U.K. Royal Navy ‘distressed and concerned’ by illegal Chinese salvage of WWII wrecks
- In Reports
- 11:04 PM, May 26, 2023
- Myind Staff
The U. K. Royal Navy has expressed worry about two British World War II battleship wrecks being raided illegally by a Chinese salvage operation for scrap steel, aluminium, and brass fittings off the coast of Malaysia, USNI News recently learned.
The salvage operators are targeting the steel, high-grade aluminium, and brass fixtures from two British World War 2 shipwrecks resting on the South China Sea bed — battlecruiser HMS Repulse and battleship HMS Prince of Wales — which sank in 1941, days after Pearl Harbor, by Japanese bombers, resulting in the loss of 840 sailors.
The steel might be melted down and used in different ways. Prior to the deployment of nuclear weapons and testing, steel was produced and valued for use in the production of some scientific and medical equipment.
Professional diver Hazz Zain flagged the illicit commercial operation with the Public Complaints Management System after a local fisherman spotted the dredger over the wreck sites.
The illegal salvage, according to the director general of the Museum of the Royal Navy, has brought to light how vulnerable historic heritage sites are to thieves looking to steal from war graves.
“What we need is a management strategy for the underwater naval heritage so that we can better protect or commemorate these ships. That may include targeted retrieval of objects,” Dominic Tweddle said.
“If resourced correctly, the existing Royal Navy loss list can be enhanced to be a vital tool to begin to understand, research, and manage over 5,000 wrecks before they are lost forever.”
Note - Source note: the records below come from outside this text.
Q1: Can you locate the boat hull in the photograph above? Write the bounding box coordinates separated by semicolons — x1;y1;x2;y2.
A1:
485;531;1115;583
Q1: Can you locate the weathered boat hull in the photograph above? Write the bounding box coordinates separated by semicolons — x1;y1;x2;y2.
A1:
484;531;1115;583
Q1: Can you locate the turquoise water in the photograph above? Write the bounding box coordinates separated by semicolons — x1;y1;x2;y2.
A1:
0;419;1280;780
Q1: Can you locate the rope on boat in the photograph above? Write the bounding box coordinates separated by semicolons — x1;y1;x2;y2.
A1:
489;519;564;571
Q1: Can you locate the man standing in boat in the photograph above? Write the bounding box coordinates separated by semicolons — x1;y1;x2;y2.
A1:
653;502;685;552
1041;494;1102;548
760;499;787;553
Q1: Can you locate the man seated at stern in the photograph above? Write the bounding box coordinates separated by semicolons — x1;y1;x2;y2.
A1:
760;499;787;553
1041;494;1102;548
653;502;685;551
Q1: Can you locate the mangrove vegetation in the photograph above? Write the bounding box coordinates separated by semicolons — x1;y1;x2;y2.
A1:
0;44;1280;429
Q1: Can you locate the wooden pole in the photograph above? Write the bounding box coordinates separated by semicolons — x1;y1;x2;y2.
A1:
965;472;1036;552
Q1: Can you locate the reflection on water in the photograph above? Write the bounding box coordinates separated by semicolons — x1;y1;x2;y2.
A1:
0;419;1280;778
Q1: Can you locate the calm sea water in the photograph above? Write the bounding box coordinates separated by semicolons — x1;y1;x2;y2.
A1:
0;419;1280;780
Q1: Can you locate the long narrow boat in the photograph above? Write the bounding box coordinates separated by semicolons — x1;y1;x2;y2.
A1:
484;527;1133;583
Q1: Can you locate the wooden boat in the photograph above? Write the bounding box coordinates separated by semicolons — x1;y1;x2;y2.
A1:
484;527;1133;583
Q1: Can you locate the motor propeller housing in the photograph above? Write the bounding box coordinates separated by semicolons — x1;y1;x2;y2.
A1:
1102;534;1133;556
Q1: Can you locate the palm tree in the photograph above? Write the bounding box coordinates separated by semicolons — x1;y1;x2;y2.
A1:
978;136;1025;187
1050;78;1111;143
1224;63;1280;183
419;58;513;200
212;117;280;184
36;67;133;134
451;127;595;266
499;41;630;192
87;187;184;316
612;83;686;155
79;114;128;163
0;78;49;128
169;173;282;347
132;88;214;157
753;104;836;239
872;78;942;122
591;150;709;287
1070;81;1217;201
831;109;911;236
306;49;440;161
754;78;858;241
According to information obtained, the grab dredger Chuan Hong 68 is wanted by Indonesian police for allegedly stealing the wreckage of the Dutch warships HNLMS De Ruyter, HNLMS Java, and HNLMS Kortenaer in the Java Sea.
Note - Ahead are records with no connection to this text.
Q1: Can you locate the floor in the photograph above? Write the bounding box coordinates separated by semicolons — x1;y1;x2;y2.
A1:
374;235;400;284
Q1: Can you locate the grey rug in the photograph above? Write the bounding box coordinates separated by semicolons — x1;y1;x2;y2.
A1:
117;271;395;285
The wreckage is located in Malaysia's extended economic zone. Authorities there confirmed to news agencies that they are looking into the two ships' alleged looting as well as the finding of possible ship parts in a scrap yard by the shore.
The battleship is resting upside down in 223 feet of water near Kuantan in the South China Sea. The wreckage of the battle cruiser is several miles away.
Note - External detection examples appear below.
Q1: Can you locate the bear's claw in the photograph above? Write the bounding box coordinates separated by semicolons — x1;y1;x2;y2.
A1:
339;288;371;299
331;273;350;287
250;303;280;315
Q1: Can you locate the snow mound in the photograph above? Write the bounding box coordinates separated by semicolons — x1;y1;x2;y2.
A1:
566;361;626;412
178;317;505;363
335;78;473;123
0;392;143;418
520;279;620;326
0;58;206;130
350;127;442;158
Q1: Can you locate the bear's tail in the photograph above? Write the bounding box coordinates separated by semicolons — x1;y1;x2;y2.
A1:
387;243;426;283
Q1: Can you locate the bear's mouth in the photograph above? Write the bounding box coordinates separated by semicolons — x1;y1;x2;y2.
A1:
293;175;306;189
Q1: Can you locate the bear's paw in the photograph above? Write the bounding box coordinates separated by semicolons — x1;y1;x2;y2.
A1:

British news organizations have often reported about previous illegal dredging of this site and others for steel, copper, and specially manufactured propellers.
The same waters around Indonesia and Singapore also hold the wrecks of 40 Australian, Dutch, and Japanese warships and merchantmen that have already been sunk, in addition to the British warships.
The U.S. Navy has also expressed concern over its own wrecks in the Western Pacific. A few months after Prince of Wales and Repulse perished during the Battle of Sunda Strait on March 1, 1942, the cruiser USS Houston (CA-30) and the Australian warship HMAS Perth sank to the south. When the Houston and Perth sank, more than 650 American sailors and Marines perished, and more than 350 did likewise.
In 2015, several groups of foreign "treasure hunters" used homemade explosives to detonate the heavy steel plates of the ships for easy pickings.
However, enforcement actions and patrols by the Navy and Malaysian Maritime Enforcement Agency brought this to a halt.